B4J Question Processing of data skipped when incoming load is high

kostefar

Active Member
Licensed User
Longtime User
Dear All,

Ok, how do I explain this... I have setup an app which logs all incoming events on all symbols from an exchange, received via websockets.
The data arrives smoothly, and also is written correctly to the log file.
However, the app additionally deals with keeping the orderbooks (bids and asks) uptodate so that I can view what´s happening live, and here something goes wrong sometimes.
It can be hours till there´s a "glitch", and sometimes just minutes.
I have become aware of the issue by capturing a video of one of the exchange´s symbols while showing what´s going on in my app. Then when I afterwards look at the video, I look through the orderbooks in sync with 1000´s of events on this one symbol, until all of a sudden my own app does not update as it should, while the website does. The type of event is not one that did not occur before, and after the glitch, things will go on as before until the next glitch, messing up the orderbook data more and more.
All the orderbooks and tradedata are kept in separate lists, about 3000 in total. Each list holds a couple of hundred entries, and they´re all part of one map, with names like: xyz_asks, xyz_bids, xyz_history
I know it probably could all be alot more effecient in sqlite, but since it´s so rare I touch sql and really just wanted to proceed and see this stuff working, I gave up after two days and decided to build it all as lists.
So what I can say for sure here is that it´s not a bug in the code: The logging which shows the entries coming in via websockets is at a point where they´ll also amend the live orderbooks in my app, so my idea is that sometimes there´s so much data flowing in that the app does not have enough time to process the it. In the logfile there´s sometimes only 1-3 miliseconds between the time that events are written, so there´s alot going on - all the time.
I´m not so keen on sharing the code, which is why I´ve explained it all detailedly instead, and my question is:
How can I make sure that all events are processed when there are so many of them? I feel that DoEvents won´t do the job. I could of course build some sort of a queue system that does not process the next event untill the previous one is finished, but I´m hoping there´s a simpler way of doing this.

Thanks in advance!
 

kostefar

Active Member
Licensed User
Longtime User
No, I´m the client here, retrieving data from a server.

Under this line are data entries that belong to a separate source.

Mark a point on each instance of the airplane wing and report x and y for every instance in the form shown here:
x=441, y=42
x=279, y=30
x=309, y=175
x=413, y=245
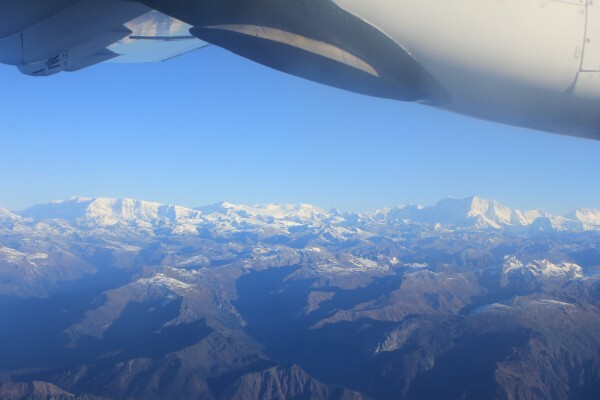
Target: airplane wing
x=52, y=36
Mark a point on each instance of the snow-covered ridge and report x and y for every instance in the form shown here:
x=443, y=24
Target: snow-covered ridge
x=226, y=218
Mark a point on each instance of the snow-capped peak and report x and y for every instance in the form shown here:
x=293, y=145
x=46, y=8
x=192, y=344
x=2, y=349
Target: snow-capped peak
x=106, y=212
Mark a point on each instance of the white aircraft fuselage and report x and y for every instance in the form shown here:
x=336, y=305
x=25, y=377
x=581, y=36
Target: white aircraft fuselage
x=528, y=63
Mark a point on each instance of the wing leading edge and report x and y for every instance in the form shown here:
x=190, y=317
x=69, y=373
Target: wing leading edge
x=89, y=32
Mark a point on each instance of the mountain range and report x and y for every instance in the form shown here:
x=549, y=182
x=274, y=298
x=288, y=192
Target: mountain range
x=467, y=299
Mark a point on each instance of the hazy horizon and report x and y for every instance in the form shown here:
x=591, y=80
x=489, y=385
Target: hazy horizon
x=210, y=126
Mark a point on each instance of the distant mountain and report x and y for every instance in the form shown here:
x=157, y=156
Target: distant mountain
x=473, y=212
x=466, y=299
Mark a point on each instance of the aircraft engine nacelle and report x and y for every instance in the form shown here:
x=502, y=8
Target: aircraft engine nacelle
x=312, y=39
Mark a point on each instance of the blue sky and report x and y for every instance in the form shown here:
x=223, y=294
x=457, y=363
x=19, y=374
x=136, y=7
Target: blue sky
x=209, y=127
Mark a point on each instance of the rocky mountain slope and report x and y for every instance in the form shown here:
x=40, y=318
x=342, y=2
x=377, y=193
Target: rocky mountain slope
x=467, y=299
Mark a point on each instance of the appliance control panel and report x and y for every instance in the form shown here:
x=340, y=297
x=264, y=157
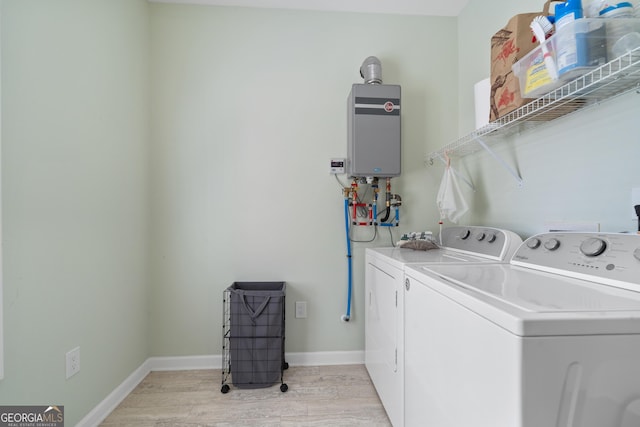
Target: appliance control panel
x=591, y=256
x=488, y=241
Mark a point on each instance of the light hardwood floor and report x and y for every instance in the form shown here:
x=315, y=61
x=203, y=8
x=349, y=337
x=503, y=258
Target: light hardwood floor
x=317, y=396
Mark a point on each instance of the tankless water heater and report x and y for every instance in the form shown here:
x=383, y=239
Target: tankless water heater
x=373, y=124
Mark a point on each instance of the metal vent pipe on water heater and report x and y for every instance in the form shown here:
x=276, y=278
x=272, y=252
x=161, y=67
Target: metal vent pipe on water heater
x=371, y=70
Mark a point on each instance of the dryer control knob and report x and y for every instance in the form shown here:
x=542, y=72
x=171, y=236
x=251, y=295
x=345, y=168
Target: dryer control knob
x=533, y=243
x=552, y=244
x=593, y=246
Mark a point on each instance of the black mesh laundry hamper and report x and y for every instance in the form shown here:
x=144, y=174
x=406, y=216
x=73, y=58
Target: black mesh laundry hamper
x=253, y=335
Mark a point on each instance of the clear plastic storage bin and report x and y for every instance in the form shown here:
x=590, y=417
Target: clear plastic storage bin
x=576, y=49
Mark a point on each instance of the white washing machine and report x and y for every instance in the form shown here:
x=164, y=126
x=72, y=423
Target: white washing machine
x=384, y=291
x=550, y=340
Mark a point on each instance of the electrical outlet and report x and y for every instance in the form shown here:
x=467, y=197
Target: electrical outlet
x=635, y=200
x=73, y=362
x=301, y=309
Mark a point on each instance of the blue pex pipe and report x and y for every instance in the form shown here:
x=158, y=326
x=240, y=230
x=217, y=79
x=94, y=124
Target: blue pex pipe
x=346, y=226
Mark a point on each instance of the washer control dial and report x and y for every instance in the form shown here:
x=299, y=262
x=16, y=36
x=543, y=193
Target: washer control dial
x=533, y=243
x=593, y=246
x=552, y=244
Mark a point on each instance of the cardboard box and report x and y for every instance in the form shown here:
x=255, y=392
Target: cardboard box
x=508, y=46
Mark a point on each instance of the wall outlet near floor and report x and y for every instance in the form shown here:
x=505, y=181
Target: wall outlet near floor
x=635, y=200
x=301, y=309
x=73, y=362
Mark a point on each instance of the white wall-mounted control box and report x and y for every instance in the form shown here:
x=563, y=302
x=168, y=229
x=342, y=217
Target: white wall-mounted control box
x=338, y=166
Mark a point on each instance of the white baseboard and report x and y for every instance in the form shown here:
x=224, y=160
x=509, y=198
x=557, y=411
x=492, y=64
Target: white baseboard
x=184, y=363
x=104, y=408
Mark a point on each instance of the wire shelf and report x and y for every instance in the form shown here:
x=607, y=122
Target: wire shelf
x=614, y=78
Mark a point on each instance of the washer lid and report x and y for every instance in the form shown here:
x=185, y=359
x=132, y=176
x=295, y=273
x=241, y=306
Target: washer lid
x=531, y=303
x=436, y=256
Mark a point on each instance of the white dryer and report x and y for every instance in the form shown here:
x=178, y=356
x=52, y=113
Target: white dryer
x=550, y=340
x=384, y=292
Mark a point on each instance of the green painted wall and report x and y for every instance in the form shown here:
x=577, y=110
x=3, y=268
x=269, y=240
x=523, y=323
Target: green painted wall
x=248, y=106
x=152, y=154
x=74, y=198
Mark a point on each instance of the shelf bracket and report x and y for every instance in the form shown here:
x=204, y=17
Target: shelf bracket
x=466, y=181
x=500, y=160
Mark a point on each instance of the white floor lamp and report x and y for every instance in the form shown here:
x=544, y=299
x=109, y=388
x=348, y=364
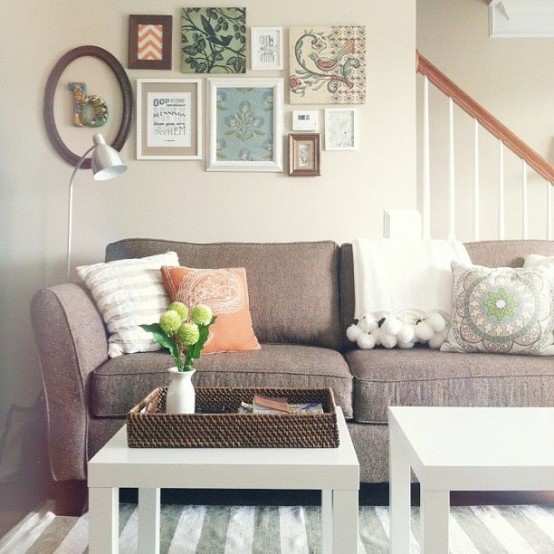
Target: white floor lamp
x=105, y=164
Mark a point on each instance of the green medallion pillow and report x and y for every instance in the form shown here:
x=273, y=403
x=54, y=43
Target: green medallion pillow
x=502, y=310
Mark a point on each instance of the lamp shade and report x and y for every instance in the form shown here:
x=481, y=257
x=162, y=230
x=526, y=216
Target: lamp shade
x=105, y=162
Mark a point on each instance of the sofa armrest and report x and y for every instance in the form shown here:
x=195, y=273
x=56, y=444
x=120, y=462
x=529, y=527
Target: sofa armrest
x=72, y=342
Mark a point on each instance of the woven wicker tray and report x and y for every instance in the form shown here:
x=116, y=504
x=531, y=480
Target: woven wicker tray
x=153, y=428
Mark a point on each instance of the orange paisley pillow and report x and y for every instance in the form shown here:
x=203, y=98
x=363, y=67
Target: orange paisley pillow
x=225, y=291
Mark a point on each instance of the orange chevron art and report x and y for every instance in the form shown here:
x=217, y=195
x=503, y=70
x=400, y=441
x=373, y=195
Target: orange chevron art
x=150, y=42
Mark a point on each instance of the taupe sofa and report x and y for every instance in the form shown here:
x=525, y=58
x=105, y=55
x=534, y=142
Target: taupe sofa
x=301, y=301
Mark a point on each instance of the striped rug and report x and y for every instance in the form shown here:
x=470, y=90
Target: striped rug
x=285, y=530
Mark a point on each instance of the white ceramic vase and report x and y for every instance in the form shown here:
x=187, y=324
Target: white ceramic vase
x=181, y=396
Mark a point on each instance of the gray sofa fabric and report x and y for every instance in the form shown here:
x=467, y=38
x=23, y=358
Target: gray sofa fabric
x=426, y=377
x=301, y=301
x=116, y=384
x=293, y=287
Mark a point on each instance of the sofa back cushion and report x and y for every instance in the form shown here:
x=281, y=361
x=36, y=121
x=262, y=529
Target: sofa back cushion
x=493, y=253
x=507, y=253
x=293, y=287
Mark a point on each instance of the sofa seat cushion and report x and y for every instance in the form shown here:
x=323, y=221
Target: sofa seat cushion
x=120, y=383
x=425, y=377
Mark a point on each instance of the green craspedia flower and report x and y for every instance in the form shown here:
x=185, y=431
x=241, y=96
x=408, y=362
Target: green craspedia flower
x=201, y=314
x=181, y=309
x=170, y=321
x=188, y=334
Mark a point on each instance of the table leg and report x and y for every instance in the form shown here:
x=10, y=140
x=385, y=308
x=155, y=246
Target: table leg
x=103, y=520
x=326, y=521
x=149, y=521
x=399, y=494
x=435, y=507
x=345, y=521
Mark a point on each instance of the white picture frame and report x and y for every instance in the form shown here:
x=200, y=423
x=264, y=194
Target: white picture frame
x=341, y=129
x=174, y=133
x=266, y=48
x=305, y=120
x=246, y=124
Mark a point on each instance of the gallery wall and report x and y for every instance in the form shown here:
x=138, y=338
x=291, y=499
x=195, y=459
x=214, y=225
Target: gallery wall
x=178, y=199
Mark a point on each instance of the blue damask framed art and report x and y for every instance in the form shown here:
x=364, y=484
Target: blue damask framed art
x=246, y=120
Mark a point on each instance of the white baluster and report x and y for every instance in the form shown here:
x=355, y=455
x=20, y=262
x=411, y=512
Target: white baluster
x=549, y=187
x=426, y=163
x=476, y=204
x=501, y=202
x=452, y=174
x=525, y=202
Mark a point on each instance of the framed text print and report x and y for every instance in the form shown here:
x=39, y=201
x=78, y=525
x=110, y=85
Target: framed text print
x=266, y=47
x=246, y=125
x=169, y=119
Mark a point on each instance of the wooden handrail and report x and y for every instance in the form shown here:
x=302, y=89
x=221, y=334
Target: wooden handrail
x=485, y=118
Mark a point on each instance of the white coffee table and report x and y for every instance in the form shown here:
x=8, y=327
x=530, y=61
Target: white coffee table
x=334, y=471
x=479, y=449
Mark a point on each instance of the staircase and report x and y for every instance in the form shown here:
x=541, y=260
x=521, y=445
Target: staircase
x=493, y=186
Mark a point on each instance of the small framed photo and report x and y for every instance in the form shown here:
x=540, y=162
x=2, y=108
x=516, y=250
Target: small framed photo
x=169, y=119
x=303, y=120
x=341, y=129
x=266, y=47
x=150, y=41
x=246, y=125
x=304, y=154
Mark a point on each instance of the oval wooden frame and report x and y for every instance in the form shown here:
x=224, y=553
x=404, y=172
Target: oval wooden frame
x=50, y=90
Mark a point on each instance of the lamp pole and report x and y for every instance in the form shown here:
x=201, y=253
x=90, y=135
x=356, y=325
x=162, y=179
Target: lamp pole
x=106, y=164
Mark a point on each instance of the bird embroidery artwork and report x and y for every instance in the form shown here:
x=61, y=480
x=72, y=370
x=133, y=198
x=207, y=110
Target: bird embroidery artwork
x=328, y=65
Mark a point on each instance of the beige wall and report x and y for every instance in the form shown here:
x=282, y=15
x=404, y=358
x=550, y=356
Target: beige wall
x=513, y=78
x=177, y=199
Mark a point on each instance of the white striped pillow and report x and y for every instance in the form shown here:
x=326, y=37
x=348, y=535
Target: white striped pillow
x=129, y=293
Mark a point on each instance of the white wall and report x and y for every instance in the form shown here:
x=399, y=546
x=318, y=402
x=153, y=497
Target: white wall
x=177, y=199
x=513, y=78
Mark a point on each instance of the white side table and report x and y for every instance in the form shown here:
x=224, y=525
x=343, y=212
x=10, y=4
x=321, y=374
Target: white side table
x=461, y=449
x=334, y=471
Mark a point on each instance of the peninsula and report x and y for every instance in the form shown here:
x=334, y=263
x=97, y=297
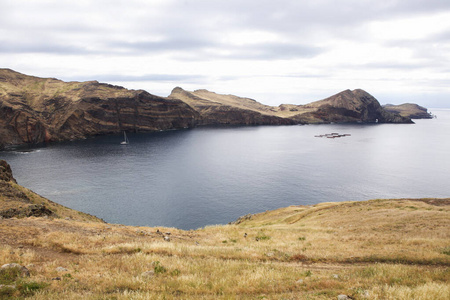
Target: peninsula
x=36, y=110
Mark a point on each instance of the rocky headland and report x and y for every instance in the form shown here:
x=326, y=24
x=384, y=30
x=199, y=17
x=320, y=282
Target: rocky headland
x=35, y=110
x=348, y=106
x=19, y=202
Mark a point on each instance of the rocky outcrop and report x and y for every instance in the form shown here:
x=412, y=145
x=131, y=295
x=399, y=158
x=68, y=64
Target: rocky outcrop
x=35, y=110
x=217, y=109
x=355, y=106
x=409, y=110
x=348, y=106
x=19, y=202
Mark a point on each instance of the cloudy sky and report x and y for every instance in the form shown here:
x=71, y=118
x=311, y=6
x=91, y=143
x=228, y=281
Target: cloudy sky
x=283, y=51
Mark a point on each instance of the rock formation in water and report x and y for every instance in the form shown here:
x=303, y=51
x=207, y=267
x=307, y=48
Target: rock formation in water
x=35, y=110
x=409, y=110
x=345, y=107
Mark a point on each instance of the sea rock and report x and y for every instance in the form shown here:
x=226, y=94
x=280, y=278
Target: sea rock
x=5, y=171
x=409, y=110
x=24, y=272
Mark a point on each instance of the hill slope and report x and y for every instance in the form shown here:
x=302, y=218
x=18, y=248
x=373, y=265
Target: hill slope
x=365, y=250
x=344, y=107
x=35, y=110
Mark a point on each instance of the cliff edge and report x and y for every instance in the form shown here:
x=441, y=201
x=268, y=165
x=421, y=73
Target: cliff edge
x=35, y=110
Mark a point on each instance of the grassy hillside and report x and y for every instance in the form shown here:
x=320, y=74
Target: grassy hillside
x=379, y=249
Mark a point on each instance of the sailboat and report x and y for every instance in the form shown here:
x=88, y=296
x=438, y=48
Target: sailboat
x=125, y=139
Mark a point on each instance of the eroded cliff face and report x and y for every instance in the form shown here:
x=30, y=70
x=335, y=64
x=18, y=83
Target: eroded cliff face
x=35, y=110
x=348, y=106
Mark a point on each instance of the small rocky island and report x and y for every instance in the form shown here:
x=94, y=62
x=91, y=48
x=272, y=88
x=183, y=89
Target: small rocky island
x=409, y=110
x=36, y=110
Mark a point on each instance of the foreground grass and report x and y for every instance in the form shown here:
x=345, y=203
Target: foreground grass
x=379, y=249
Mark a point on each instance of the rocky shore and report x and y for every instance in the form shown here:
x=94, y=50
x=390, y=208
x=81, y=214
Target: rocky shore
x=37, y=110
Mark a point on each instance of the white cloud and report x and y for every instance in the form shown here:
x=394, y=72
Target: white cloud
x=273, y=51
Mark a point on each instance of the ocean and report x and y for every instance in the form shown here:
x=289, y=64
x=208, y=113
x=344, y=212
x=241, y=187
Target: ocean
x=204, y=176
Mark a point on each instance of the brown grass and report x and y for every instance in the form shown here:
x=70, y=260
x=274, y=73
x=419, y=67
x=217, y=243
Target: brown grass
x=380, y=249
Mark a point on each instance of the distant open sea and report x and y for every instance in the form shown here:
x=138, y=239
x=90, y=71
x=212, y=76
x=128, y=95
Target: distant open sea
x=204, y=176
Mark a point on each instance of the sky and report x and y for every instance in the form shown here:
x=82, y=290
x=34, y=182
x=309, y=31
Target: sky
x=283, y=51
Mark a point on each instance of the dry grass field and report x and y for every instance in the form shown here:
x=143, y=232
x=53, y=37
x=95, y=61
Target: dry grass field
x=378, y=249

So, I´ll focus on two identical events in terms of what they do. They´re both events telling that somebody bought an amount of a symbol for the price of 0.05496000. This means that this amount will be removed from the list of ask orders in the orderbook for this particular price:

Here´s the first one, which went well:

B4X:
{"Action":1,"Amount":0.08690037,"Rate":0.05496000,"Total":0.0047760443352000,"TradePairId":5203,"Type":0,"UserId":null,"DataType":0}

And here´s the event which did not update the orderbook:

B4X:
{"Action":1,"Amount":0.26300559,"Rate":0.05496000,"Total":0.0144547872264000,"TradePairId":5203,"Type":0,"UserId":null,"DataType":0}

This is what happens when such a combination arrives:

B4X:
        If Main.Findinjson(entry,"Action") = 1 Then
                        If Main.Findinjson(entry,"Type") = 0 Then
                    action = "buy"
                    event = "buy"
    Dim price As Double = Main.Findinjson(entry,"Rate")
                    Dim vol As Double = Main.Findinjson(entry,"Total")
                 End if
                        End If

At the end of this, I have:

B4X:
Dim data As Map
data.Initialize
    data.Put (coin,action&" "&event&" "&price&" "&vol)
    AddFromSockets(data)
    WritetoFile(data)

WritetoFile is writing to the logfile where the previously showing inputs are coming from. There are 3 seconds between them.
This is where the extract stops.